Willis' Singapore Guide, also titled Willis' Guide to Singapore, was a tourist guidebook targeted at sailors visiting Singapore. First published in 1934, it was written by A. C. Willis of the Marine Hostel in Singapore.

==Content==
The guide began with a brief historical prelude. It included information useful to the average visiting sailor, such as exchange rates, bank locations, the process of berthing, a listing of Indian money changers, a listing of hotels and recommendations for boarding houses. Additionally, the guide also included many food recommendations, with an entire chapter dedicated to the Satay Club on Beach Road.
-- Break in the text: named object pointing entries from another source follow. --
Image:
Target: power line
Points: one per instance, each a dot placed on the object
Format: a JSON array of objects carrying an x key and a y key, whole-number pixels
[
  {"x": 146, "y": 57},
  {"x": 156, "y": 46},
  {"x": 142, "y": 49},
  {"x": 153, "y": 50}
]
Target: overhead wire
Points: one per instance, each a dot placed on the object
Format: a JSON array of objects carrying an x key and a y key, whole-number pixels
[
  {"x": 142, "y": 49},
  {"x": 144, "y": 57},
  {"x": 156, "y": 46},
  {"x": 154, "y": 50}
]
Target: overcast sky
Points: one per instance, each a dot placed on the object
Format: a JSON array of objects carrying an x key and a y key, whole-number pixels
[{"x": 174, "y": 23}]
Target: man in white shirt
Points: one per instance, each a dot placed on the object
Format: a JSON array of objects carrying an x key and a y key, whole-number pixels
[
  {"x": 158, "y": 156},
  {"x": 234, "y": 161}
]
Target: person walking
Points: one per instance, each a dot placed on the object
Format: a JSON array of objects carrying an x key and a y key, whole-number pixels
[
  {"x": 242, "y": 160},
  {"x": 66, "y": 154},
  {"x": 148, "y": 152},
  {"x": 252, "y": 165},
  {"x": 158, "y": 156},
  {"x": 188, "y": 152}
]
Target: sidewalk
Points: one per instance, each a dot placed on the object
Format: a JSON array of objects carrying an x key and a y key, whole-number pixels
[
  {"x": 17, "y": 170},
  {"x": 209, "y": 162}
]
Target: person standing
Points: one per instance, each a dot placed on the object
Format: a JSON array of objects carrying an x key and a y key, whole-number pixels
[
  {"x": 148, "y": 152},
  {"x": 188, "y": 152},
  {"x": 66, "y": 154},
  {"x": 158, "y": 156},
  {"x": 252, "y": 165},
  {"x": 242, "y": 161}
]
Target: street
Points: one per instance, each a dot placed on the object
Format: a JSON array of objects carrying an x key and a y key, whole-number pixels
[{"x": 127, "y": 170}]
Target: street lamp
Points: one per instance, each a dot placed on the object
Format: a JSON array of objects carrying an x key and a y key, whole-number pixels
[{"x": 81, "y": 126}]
Also included was advice on navigating traffic.

In the guidebook, Willis advised visitors to travel by the local trolleybus system instead of using rental cars or taxis as taking the trolley buses were much cheaper. Included in the guidebook was a planned route for sightseeing. In another chapter, Willis described the local industries, as well as local inventions. This included the solo-air system. The guide also covered the cities of Johor and Malacca. Four sketch maps depicting various parts of Singapore were included, highlighting several locations of interest to the average visiting seaman.

The 1938 edition of the guidebook extended its coverage to most parts of Malaya that tourists were likely to visit and included an entire chapter on Hong Kong.

==History==
Willis' Singapore Guide was first published in April 1934, with its first edition going on sale for 40 cents a copy on 1 June. Its second edition was published in July and its third was published in September. The fifth edition of the guide was published in February 1935, enlarging the guide to 74 pages. It also contained a portrait of Sir Shenton Thomas, who was then the Governor of the Straits Settlements, with special permission. The guide's agent was the Malaya Publishing House. The sixth edition was published in January 1936 and cost one dollar per copy. A reviewer from The Malaya Tribune found the guide to be "genuine value for money and worth anyone's while to keep handy on desk or bookshelf." The reviewer also stated that the book "promises to become the standard guide on Singapore." A reviewer from The Straits Times wrote: "I should say that it is just the sort of book that a tourist wants when he sets out to do sightseeing, and the only improvement that might be made is the provision of a much more detailed index."

A reviewer from The Straits Budget wrote that the 1937 edition "contains an astonishing amount of information about our city, so much indeed that it is likely to provide ship-board reading for several days after the tourist has left Singapore behind." The 1938 edition was printed in Hong Kong. In April 1949, 5,000 copies of an up-to-date edition of the guidebook were distributed to visiting seamen for free.

The guidebook was written by A. C. Willis, who served as the Steward and later as the Assistant Superintendent of the Marine Hostel on Anson Road. He frequently took visiting sailors on tours around Singapore. His tours would sometimes go beyond Singapore to Johor, Kota Tinggi and the Pelepah Valley.